L'idée de vieillesse n'est pas retenue du côté de Glatigny et Rops, ni du côté de Rimbaud. En revanche, ce dernier insiste sur le fait que ce faune se donne à voir "montre ses grands yeux" ou "montre ses deux yeux" selon les versions, et aussi sur les "dents", mais bien "blanches".
Dans son article, Murphy ne cite pas la référence du titre à un motif artistique connu depuis Michel-Ange, ni la comédie Le Bois de Glatigny qui continuait donc alors de passer sous les radars comme on dit familièrement. Puis, ce lien au recueil publié sous le manteau entraînait le critique rimbaldien à s'éloigner des enjeux de sens du poème pour privilégier l'arrière-plan licencieux et la référence amusée au recueil paru sous le manteau. Ainsi, Murphy spécule sur l'idée que les "vignettes" et "fleurons" de l'édition originale expliqueraient les mentions "lies" (l'expression figure plutôt dans "Antique", que "Tête de faune") et "fleurs splendides", "sans oublier la végétation qui orne la plupart des fleurons du début du volume de 1870", puisque Murphy a confronté deux états distincts du recueil publié sous le manteau, une version de 1866 et une autre supposée de 1870. Toutefois, on voit que le critique lâche la proie pour l'ombre, comme si les rapprochements avec les illustrations suffisaient à commenter le poème. Dans ses conclusions, Murphy considère que le poème "Tête de faune" célèbre l'audace érotique du recueil de 1866 et qu'il exhibe par ailleurs les trois types de décasyllabe dans un mélange improbable. Nous ne souscrivons à aucune de ces deux conclusions.

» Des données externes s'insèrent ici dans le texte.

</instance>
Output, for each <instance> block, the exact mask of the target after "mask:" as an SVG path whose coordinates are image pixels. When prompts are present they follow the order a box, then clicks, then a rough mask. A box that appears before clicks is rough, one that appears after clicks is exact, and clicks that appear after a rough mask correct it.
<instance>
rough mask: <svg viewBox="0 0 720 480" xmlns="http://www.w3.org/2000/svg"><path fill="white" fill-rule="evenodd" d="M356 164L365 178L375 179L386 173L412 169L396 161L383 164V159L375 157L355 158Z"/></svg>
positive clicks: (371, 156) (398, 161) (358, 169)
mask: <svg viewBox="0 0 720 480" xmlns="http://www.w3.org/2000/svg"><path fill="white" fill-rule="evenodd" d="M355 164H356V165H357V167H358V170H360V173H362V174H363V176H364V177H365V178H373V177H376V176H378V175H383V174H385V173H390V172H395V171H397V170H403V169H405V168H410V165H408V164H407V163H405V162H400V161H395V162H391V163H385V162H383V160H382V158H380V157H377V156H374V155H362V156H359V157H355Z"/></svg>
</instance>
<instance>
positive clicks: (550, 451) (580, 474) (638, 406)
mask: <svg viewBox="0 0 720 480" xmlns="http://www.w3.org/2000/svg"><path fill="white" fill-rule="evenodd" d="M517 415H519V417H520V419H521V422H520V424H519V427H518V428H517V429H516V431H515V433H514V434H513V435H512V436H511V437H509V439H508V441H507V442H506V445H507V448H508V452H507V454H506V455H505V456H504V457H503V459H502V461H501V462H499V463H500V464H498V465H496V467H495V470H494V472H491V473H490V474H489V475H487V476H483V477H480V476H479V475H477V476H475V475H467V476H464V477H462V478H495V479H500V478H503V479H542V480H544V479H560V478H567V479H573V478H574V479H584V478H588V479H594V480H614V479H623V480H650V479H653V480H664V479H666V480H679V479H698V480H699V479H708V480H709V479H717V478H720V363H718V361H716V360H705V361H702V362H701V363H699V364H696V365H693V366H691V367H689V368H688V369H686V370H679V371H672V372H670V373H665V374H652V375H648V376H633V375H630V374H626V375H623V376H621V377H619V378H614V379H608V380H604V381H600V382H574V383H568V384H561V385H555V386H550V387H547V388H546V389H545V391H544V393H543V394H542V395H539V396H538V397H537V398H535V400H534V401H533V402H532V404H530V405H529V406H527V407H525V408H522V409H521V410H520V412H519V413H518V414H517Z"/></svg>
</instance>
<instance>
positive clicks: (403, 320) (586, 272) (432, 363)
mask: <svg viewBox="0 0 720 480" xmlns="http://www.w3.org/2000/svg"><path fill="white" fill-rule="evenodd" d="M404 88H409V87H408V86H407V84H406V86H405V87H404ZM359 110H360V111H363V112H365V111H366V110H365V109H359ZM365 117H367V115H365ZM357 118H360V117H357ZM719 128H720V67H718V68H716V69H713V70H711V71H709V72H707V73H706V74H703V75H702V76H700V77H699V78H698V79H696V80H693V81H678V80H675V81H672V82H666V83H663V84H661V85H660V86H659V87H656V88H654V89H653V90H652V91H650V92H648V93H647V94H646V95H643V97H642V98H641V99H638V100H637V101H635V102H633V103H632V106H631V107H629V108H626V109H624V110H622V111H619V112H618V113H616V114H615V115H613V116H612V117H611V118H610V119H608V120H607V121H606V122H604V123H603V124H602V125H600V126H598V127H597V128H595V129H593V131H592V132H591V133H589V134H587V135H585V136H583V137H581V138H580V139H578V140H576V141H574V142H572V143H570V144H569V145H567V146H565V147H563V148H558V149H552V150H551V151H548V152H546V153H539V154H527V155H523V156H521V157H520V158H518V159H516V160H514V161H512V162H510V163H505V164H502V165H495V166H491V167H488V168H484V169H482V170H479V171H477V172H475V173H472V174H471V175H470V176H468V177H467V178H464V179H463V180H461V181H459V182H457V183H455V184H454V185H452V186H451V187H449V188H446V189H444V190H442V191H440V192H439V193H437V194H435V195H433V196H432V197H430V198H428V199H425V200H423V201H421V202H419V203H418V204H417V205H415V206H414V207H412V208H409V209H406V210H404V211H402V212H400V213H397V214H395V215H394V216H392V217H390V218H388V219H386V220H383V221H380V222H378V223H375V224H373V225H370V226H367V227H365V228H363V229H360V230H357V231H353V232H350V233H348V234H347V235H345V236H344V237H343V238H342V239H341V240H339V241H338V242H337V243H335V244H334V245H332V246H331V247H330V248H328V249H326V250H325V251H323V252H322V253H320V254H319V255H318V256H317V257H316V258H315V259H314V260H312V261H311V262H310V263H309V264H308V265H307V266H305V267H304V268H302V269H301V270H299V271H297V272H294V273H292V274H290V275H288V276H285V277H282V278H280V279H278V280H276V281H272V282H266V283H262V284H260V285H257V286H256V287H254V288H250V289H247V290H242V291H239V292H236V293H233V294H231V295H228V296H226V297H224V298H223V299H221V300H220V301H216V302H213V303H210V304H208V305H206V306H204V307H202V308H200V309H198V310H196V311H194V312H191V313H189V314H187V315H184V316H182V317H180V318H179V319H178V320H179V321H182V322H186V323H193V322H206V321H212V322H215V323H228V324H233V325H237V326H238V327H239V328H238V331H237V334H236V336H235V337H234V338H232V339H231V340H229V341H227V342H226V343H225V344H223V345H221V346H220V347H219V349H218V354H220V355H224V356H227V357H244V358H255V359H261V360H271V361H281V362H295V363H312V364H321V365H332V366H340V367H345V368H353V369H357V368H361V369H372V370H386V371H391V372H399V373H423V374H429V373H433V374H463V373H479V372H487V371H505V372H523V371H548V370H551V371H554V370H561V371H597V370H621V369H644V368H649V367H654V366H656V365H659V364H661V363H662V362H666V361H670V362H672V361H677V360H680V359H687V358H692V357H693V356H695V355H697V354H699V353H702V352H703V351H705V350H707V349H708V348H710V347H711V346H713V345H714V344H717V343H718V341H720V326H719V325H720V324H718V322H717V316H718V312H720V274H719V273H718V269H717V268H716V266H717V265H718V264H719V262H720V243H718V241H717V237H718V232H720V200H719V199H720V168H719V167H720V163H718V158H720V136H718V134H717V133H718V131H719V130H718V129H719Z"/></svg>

Murphy est obnubilé par la référence aux Joyeusetés, il passe complètement à côté des renvois à Banville et surtout complètement à côté de la comédie Le Bois qu'il ne songe même pas à citer, consulter, fût-ce pour au moins interroger la signification de ce bois ! Pour lui, c'est le recueil de 1866 qui a déterminé la composition du poème : "Ouvrant et fermant le recueil, ces dessins ont dû jouer un rôle déclencheur dans la composition du poème, s'appuyant sur l'association entre ces têtes de faune et l'univers du 'sous-bois'." Pour nous, c'était le fait que Rimbaud réécrive des passages de deux poèmes au même titre "Sous bois" qui devait plus spécifiquement retenir l'attention de l'analyste.